In the 1960s, Mertz authored two books on ancient Egypt: Temples, Tombs and Hieroglyphs, a popular history of ancient Egypt; and Red Land, Black Land, which explores daily life in ancient Egypt. Both have remained in print ever since, and revised editions were released in 2007 and 2008, respectively.
Under the name Barbara Michaels, she wrote primarily gothic novels and supernatural thrillers. Her publisher chose that pseudonym since Mertz had already published one non-fiction book on ancient Egypt, and the publisher did not want Mertz’s novels to be confused with her academic works.
The first best-selling Michaels novel, Ammie, Come Home, was eventually made into a movie featuring Barbara Stanwyck; a later Michaels book, The Crying Child, was adapted into a film featuring Mariel Hemingway. Although most of Michaels’ books are stand-alone, Mertz did develop two short series under this pen name: (1) the Georgetown Trilogy (Ammie, Come Home; Shattered Silk; and Stitches in Time) and (2) the paired set of Someone in the House and Black Rainbow.
The first Michaels novels, The Master of Blacktower and Sons of the Wolf, paid homage to a romantic and gothic tradition of writing reaching back to Jane Eyre and forward to later writers such as Mary Stewart and Phyllis Whitney (with whom Mertz carried on a lively correspondence for many years). The final novel written by Barbara Michaels was Other Worlds, published in 1999.

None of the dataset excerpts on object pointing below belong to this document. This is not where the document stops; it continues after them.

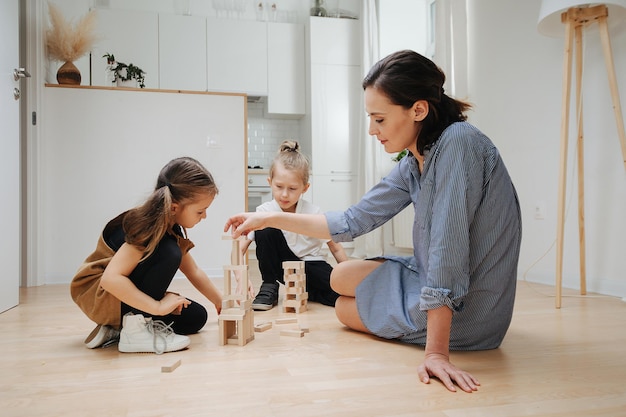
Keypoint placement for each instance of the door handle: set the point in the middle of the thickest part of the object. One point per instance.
(20, 73)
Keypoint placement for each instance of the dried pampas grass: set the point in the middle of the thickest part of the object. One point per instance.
(66, 42)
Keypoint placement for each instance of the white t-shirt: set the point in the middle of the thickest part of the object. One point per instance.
(304, 247)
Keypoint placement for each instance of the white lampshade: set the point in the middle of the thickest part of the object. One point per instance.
(550, 14)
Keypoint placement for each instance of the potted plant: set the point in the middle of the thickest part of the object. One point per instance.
(123, 74)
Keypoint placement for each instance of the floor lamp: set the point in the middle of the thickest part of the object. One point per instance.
(575, 18)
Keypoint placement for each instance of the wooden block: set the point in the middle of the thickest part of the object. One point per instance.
(294, 278)
(293, 265)
(286, 320)
(293, 303)
(299, 309)
(300, 296)
(235, 268)
(172, 367)
(295, 290)
(292, 333)
(261, 327)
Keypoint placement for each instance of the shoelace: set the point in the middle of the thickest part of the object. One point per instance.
(162, 330)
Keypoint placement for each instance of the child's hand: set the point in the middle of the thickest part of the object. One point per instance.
(244, 223)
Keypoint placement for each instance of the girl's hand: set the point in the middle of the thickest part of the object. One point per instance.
(437, 365)
(172, 303)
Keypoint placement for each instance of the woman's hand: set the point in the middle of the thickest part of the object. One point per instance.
(439, 366)
(172, 303)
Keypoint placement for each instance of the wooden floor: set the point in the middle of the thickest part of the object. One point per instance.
(569, 362)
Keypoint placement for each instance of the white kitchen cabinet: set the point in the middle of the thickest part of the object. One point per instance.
(335, 103)
(182, 52)
(335, 110)
(335, 41)
(286, 69)
(237, 56)
(333, 192)
(132, 37)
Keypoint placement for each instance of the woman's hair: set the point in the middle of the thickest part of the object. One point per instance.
(181, 181)
(290, 157)
(406, 77)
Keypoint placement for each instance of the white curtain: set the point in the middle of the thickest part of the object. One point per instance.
(451, 45)
(369, 149)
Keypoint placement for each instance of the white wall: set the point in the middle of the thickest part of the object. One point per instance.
(101, 155)
(515, 78)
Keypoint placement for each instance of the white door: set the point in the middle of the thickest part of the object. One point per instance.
(9, 156)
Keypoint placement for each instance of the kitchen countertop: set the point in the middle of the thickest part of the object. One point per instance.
(258, 171)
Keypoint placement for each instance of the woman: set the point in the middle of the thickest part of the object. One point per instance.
(457, 291)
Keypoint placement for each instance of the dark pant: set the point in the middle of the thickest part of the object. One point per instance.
(154, 275)
(272, 250)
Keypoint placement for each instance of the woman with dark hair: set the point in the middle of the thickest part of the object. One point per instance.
(457, 290)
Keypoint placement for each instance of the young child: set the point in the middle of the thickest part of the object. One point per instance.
(289, 179)
(123, 283)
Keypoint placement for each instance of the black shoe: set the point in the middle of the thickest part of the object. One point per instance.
(267, 297)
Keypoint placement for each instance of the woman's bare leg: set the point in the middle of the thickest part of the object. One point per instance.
(344, 279)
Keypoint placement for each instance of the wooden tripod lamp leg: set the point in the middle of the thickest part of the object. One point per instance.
(567, 78)
(608, 60)
(581, 160)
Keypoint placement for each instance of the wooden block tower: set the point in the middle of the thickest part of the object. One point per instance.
(236, 321)
(295, 287)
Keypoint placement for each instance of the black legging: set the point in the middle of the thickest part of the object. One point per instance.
(154, 275)
(272, 250)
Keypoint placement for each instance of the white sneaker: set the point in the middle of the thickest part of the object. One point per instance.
(102, 335)
(140, 334)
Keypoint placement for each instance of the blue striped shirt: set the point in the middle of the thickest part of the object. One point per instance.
(466, 232)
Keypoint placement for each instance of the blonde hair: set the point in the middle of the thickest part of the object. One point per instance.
(290, 157)
(181, 181)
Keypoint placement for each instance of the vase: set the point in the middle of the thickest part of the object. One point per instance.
(68, 74)
(127, 83)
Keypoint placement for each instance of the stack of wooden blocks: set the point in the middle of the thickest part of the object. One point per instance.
(236, 321)
(295, 287)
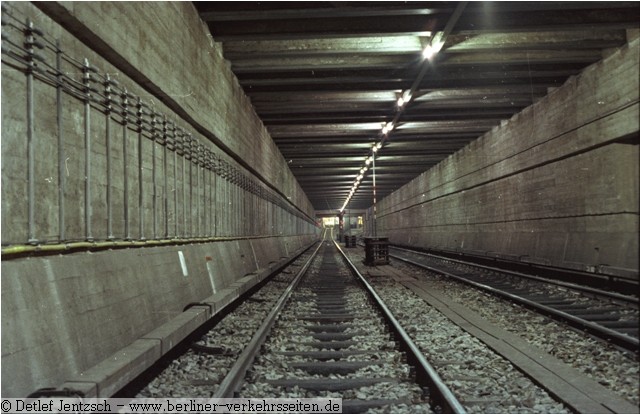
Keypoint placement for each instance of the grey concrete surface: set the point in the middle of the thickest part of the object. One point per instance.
(556, 184)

Barbara Mertz was also the recipient of a number of grandmaster and lifetime achievement awards, including being named Grandmaster at the Inaugural Anthony Awards in 1986 and Grandmaster by the Mystery Writers of America in 1998; in 2003, she received a Lifetime Achievement Award at the Malice Domestic Convention.[14] In 2012 she was honored with the first Amelia Peabody Award at the Malice Domestic Convention; the award was named after the leading character in her long-running series.
Have you read this series? What were your thoughts? Did the books stick with you to become classics you could reread?